大数据学习——Flume介绍与安装

时间:2022-01-11 18:17:31

Flume


实验环境:
shiyanlou
- CentOS6.6 64
- JDK 1.7.0_55 64
- Hadoop 1.1.2

Flume 介绍

Flume是Cloudera提供的日志收集系统。Flume支持在日志系统中定制各类数据发送方,用于收集数据;同时,Flume提供对数据进行简单处理,并写到各种数据接受方(可定制)的能力。
Flume是一个分布式、可靠、高可用的海量日志采集、聚合和传输的系统。

Flume特点

  • Reliability:数据可靠性,包括End-to-end,Store on failure和Best effort
  • Scalability:Flume的3大组件collector、master和storage tier都是可伸缩的
  • Manageability:利用ZooKeeper和gossip,保证配置数据的一致性、高可用,同时多Master
  • Extensibility:基于Java,用户可以为Flume添加各种新的功能。

Flume架构

大数据学习——Flume介绍与安装

其中最重要的抽象是data flow,描述了数据从产生、传输、处理并最终写入目标的一条路径。
上图实线是data flow。
Agent用于采集数据,agent是flume中产生数据流的地方,同时,agent会将产生的数据流传输到collector。对应的,collector用于对数据进行聚合,往往产生一个更大的流。
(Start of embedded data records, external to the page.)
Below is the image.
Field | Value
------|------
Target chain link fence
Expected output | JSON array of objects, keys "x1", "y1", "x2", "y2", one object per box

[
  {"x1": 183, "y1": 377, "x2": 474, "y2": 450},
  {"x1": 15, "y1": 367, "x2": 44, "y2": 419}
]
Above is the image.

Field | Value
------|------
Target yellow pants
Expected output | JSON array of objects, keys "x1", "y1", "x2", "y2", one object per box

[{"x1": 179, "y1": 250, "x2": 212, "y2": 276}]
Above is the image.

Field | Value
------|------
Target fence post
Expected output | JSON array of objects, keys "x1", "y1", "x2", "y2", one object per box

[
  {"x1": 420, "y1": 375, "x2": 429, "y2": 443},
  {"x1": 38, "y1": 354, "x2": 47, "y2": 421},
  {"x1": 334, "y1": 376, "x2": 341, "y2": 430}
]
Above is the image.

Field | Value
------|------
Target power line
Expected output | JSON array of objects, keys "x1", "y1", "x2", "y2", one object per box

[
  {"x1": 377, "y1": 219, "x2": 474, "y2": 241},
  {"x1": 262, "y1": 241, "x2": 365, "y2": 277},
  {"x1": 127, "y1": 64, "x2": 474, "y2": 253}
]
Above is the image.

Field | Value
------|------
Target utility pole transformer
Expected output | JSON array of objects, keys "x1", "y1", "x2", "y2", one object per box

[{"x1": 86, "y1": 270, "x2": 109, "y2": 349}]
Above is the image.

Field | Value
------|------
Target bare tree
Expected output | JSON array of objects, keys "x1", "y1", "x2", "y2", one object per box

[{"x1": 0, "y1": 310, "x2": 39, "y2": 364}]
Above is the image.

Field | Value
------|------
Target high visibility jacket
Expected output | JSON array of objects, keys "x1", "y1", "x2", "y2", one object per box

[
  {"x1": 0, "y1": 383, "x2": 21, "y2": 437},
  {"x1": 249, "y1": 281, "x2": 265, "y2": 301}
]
Flume提供了从console(控制台)、RPC(Thrift-RPC)、text(文件)、tail(UNIX tail)、syslog(syslog日志系统,支持TCP和UDP等2种模式),exec(命令执行)等数据源上收集数据的能力。
同时,Flume的数据接受方,可以是console(控制台)、text(文件)、dfs(HDFS文件)、RPC(Thrift-RPC)和syslogTCP(TCP syslog日志系统)等。

其中,收集数据有2种主要工作模式:
- Push Sources:外部系统会主动地将数据推送到Flume中,如RPC、syslog
- Polling Sources:Flume到外部系统中获取数据,一般使用轮询的方式,如text和exec
注意,在Flume中,agent和collector对应,而source和sink对应。
Source和sink强调发送、接受方的特性(如数据格式、编码等),而agent和collector关注功能。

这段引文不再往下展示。